Tuesday, May 5, 2009

Today was fine. I wore a skirt, which by my standards was conservative enough to fly with the Cannon dress code.  Apparently not. I sort of freaked out when I almost got a demerit. I know it's "not a big deal," but I would freak out, because I've never had a demerit. I think I got through it though. It was BARELY 4 inches above the knee, but when i pulled it down it made it. 

It was pretty rainy and humid today, which is fine because it was warm. And I was pretty stressed at several points of the day, almost to tears. I haven't done any service hours this year at ALL, so there's a chance that I won't be able to graduate. That's something to panic about. But luckily Gavin is going to volunteer at the Imaginon in charlotte with me. =] If anyone has any idea how I can get my in-school hours done, could you let me know? I'd so appreciate that, and I'd love to get that done alongside someone else.

Hmm. Time to remove a link of the summer countdown chain that's hanging from the window in my closet. So close to the end!!!!

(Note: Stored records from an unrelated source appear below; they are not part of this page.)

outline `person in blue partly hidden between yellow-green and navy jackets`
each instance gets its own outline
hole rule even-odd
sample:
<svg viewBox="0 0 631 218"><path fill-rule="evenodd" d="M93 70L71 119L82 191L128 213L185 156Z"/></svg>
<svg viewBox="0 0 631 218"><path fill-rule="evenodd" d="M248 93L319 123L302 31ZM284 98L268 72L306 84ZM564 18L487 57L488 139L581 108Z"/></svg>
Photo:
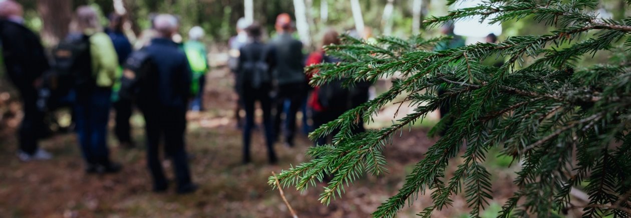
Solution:
<svg viewBox="0 0 631 218"><path fill-rule="evenodd" d="M112 103L115 112L114 134L121 147L134 147L134 142L131 140L131 125L129 125L129 118L131 118L131 113L133 112L131 100L119 98L118 96L119 89L121 89L121 66L125 63L129 54L131 54L132 47L129 39L127 39L127 36L123 32L122 25L125 23L123 16L110 14L109 20L110 26L105 29L105 33L112 39L119 63L119 69L116 71L117 80L112 88L112 92L114 93L114 95L112 95Z"/></svg>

Well I need to do my last DBQ now, so that I can have an 80 test score. I'm getting so nervous about the AP Euro exam (Friday)!! How am I supposed to study for the FRQ's??

Wishing for summer,
Carrie Anne

Sunday, May 3, 2009

Oh! I forgot to mention in my posts this week that I was accepted to Bard College at Simon's Rock Summer Writing Workshop... it's in Massachusetts, and I think my dad is going to fly up there with me. 


IM
SO
EXCITED!!!!!!
EEEEEE!!!!!!!

AHAHHA.

Love, 
Carrie Anne

Saturday, May 2, 2009

Yesterday was a disaster.
I was so angry when I was about to perform, that I actually blanked. It was worse than one of those nightmares where you go to school only to discover that you forgot your pants. I FORGOT THE WORDS. So I picked a random lyric from the song and sang it. And then I felt my face heat up tremendously, and I was certain of the shade of crimson my face would have been. So I turned around to face the band and told them to stop. I asked Patrick, "What's the lyric to start??" And he shrugged, un-phased. I told him I wanted to run out and just quit the song. I came THAT close to running out crying in front of everyone. 

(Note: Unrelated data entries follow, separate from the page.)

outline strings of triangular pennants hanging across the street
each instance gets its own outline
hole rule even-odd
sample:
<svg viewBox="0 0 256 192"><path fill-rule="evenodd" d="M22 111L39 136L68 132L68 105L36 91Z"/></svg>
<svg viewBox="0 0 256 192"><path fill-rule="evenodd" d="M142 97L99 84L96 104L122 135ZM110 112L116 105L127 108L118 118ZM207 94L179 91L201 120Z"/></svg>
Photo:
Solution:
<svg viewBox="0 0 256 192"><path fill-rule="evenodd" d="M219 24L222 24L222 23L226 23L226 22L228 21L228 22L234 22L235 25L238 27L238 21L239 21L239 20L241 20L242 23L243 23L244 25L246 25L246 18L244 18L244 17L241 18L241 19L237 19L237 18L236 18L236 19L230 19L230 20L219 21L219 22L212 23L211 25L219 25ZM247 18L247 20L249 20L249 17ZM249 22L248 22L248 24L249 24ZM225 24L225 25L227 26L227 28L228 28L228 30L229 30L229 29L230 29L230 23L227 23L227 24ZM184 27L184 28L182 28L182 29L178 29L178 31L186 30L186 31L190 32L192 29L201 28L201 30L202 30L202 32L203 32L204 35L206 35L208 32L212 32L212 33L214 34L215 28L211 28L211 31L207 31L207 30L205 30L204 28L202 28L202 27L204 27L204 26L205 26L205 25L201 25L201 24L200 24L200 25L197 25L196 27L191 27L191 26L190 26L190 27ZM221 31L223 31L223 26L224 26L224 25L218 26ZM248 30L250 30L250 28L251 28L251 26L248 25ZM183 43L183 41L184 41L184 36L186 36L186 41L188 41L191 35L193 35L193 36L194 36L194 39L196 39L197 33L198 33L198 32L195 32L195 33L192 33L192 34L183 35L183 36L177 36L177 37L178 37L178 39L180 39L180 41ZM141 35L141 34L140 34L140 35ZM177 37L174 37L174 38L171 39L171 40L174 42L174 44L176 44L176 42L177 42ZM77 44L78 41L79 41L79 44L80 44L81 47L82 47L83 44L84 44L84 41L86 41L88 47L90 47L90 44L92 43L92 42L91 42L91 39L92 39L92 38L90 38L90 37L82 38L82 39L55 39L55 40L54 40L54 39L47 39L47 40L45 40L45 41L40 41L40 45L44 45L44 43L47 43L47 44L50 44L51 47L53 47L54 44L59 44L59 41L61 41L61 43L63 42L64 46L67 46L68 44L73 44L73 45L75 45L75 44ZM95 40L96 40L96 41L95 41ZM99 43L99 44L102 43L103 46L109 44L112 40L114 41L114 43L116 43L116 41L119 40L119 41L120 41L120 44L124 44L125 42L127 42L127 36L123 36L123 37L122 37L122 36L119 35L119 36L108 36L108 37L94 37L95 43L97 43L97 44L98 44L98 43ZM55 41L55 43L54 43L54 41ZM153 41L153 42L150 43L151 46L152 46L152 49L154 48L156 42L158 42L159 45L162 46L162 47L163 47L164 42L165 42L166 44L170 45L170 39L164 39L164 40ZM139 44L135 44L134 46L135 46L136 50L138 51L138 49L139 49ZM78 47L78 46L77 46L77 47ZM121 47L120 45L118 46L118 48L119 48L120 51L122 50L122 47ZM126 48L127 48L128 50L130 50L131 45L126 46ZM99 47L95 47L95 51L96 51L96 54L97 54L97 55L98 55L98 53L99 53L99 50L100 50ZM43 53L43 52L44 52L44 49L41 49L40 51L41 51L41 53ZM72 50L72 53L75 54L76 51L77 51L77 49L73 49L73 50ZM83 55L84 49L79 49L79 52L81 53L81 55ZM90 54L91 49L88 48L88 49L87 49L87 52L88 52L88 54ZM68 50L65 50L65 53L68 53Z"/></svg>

And so finally when the band stopped playing, I asked Alex (who wrote the song) what the first words were. He calmly told them to me. Four times. And the band began to play. I sung it all, and I somewhat redeemed myself (I hope). It was a horrific experience that I hope I'll never re-live. I'm supposed to be good at what I do. I'm not supposed to let my emotions get the best of me. 

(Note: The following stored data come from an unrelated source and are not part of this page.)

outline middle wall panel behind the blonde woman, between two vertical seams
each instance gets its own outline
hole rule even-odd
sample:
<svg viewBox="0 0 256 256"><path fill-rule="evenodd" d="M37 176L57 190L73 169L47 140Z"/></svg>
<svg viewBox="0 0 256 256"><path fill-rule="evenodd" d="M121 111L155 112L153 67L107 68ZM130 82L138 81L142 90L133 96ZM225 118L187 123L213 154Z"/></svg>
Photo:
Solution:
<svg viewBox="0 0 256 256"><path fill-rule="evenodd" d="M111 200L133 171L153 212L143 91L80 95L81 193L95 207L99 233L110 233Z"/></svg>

I hope I don't turn out to be one of those performers who read their lyrics like karaoke from a little screen on the stage (Axl Rose...), or WORSE, I hope I won't pull an Ashlee Simpson. 

Please oh please, God of music (it's one of those Greek gods whose name starts with an "A"), don't let me screw up when I'm all on my own. Don't let it happen again.

And so I hated Arts Jam yesterday. That is all.